I watched him turn the page, casually, confident in his prejudice. It was universal: my people, the descendants of Han Chinese, had been suppressed on Taiwan by the Spanish, the Dutch, the Japanese, and the Mainland Chinese. We in turn suppressed the Hakka minority and the aborigines. And yet, walking into the bleach-scented white bathroom, I was amazed to think that a person might not even be allowed to enter a bathroom because of his race, that no amount of antiseptic could scrub away the traces of a man’s trespass there enough to satisfy a white man’s delicate sensibilities.
We crossed the Utah border into a tortuous landscape as red and alien as any scene from science fiction. And I caught my first, albeit distant, glimpse of snow on the peaks of the Rockies, so barren and angular compared to the lush mountains of my homeland, as we wove between them.
We stopped at Post House restaurants with log-cabin facades and cafeteria-style interiors. I shuffled through the line, bending my ear close as the person in front of me ordered and repeating the same words when I was asked.
Cheeseburger with fries. T-bone steak. Pork chop with mashed potatoes.
My stomach churned at the fatty aromas and the unaccustomed surplus of protein, and I thought guiltily of Yoshiko having steamed bread and rice porridge with the vegetables she’d pickled herself.
The food servers squinted at me, though I spoke as clearly as I had with Pat and Mary. One man frowned and threw his spatula down. “I’m not serving a gook.”
“Huh?”
His coworker stepped forward and said to me, “Sorry, sir, he’s a vet. I’ll get that for you. You want coffee with that?”
“No.” Coffee cost a nickel, the equivalent of a bowl of noodles and a steamer of
shio mai
on Gongyuan Road.
For days we traveled, and I saw neither the answers I sought in the landscapes hurtling by nor any Asian face but the reflection of my own greasy, yawning visage in the window. I began missing my own bed and Yoshiko’s soft embrace within it. Kai-ming could have learned to roll over by now.
Somewhere in the Nebraskan plains, the endless sitting began to exacerbate the pain in my back, and I moved the plush reclining seat back and forth every few minutes, trying to get comfortable. I was still eager to see Ann Arbor and the school too mighty to admit me. But what an obliging fool I was, to deliver Kazuo’s present by hand! Were it not for the promise of meeting Ni Wen-chong, I might well have taken a bus in the reverse direction.

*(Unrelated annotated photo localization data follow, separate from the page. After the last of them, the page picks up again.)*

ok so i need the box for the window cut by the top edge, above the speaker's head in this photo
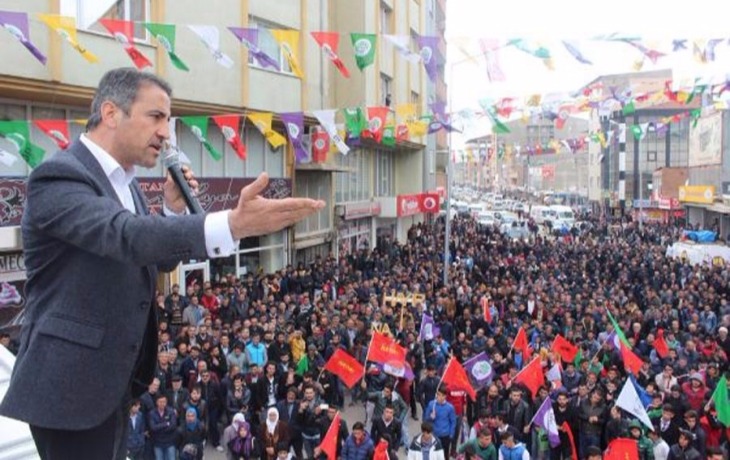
[61,0,150,40]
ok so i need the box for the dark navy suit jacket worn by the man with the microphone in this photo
[0,140,207,430]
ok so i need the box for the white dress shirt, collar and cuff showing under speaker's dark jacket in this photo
[80,134,238,258]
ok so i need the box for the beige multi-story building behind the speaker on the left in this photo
[0,0,445,292]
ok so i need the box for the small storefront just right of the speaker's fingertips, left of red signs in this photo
[335,201,381,257]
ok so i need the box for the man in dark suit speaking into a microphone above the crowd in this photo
[0,68,324,460]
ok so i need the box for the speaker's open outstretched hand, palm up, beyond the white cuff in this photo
[228,172,325,240]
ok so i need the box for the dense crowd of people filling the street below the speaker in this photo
[7,210,730,460]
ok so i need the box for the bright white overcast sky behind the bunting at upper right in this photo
[446,0,730,147]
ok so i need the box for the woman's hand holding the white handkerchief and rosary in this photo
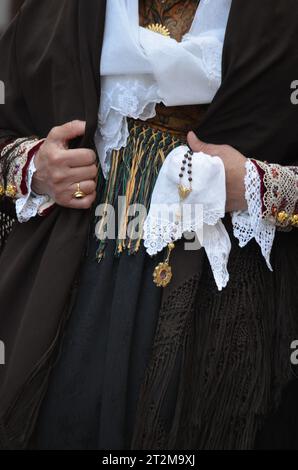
[187,132,247,212]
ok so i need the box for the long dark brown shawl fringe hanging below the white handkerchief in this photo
[132,235,297,450]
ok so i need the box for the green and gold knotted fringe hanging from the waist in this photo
[96,120,183,261]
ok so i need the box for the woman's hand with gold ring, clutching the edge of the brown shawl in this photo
[32,121,98,209]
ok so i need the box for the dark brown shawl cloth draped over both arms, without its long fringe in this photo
[0,0,298,448]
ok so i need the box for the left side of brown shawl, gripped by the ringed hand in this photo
[0,0,105,448]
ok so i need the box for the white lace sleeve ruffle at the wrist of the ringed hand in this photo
[16,157,54,223]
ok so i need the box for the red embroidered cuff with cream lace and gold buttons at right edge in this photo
[252,160,298,229]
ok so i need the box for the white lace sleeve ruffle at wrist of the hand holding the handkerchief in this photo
[232,160,276,271]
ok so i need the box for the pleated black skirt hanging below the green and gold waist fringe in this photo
[35,233,161,450]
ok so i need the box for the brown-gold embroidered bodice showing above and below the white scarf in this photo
[139,0,208,136]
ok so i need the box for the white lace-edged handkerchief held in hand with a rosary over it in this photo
[144,146,231,290]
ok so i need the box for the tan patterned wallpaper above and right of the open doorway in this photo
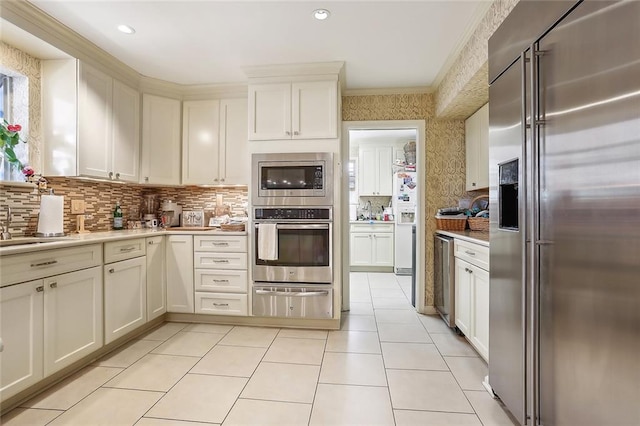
[342,94,488,306]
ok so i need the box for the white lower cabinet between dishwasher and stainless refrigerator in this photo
[454,239,489,361]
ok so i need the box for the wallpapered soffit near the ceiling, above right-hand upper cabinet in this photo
[436,0,519,119]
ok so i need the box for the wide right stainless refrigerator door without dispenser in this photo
[536,1,640,425]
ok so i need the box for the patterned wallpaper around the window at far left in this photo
[0,41,42,170]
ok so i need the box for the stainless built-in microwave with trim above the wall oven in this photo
[251,152,333,206]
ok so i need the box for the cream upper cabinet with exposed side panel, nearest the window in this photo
[42,60,140,182]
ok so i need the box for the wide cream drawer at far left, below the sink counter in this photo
[0,244,102,286]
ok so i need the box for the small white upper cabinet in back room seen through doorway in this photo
[358,146,393,196]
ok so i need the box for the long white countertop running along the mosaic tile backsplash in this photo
[0,228,247,256]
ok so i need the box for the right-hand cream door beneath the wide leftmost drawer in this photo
[44,266,103,376]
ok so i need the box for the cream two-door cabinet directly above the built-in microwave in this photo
[249,79,338,140]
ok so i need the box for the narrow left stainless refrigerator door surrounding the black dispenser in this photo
[489,58,527,423]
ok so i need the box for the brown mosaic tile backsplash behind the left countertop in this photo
[0,177,248,236]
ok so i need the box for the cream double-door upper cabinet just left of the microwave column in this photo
[182,99,251,185]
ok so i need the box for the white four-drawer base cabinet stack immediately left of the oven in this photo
[194,235,249,316]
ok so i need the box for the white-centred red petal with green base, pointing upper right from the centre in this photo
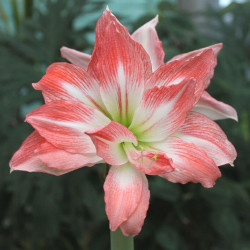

By Lincoln, I was more resentful than not. By the rest stop in Omaha, I was convinced that Kazuo had known full well what he had asked me to do, and by Des Moines I knew for certain that Kazuo had consulted a map of the United States and planned this detour for me as revenge for his having lost Yoshiko.
17
I
DRAGGED MY SUITCASES
onto the wet sidewalk of West Huron Street in front of the Ann Arbor Greyhound depot. The air was cool but fresh, smelling of wet earth, and I breathed it in gratefully after a week confined to the staleness of the bus.
In contrast to San Francisco, Chicago, and many cities in between, Ann Arbor was quite small and quiet, with low buildings and large maple trees lining the road, branches newly budded and shivering in the gray drizzle. Cars were plentiful, the reflection of their rounded noses slipping calmly over the curved surfaces of the windows flanking me. We were near Detroit, and I had no doubt that this area benefited from its proximity to the car-manufacturing center of the world.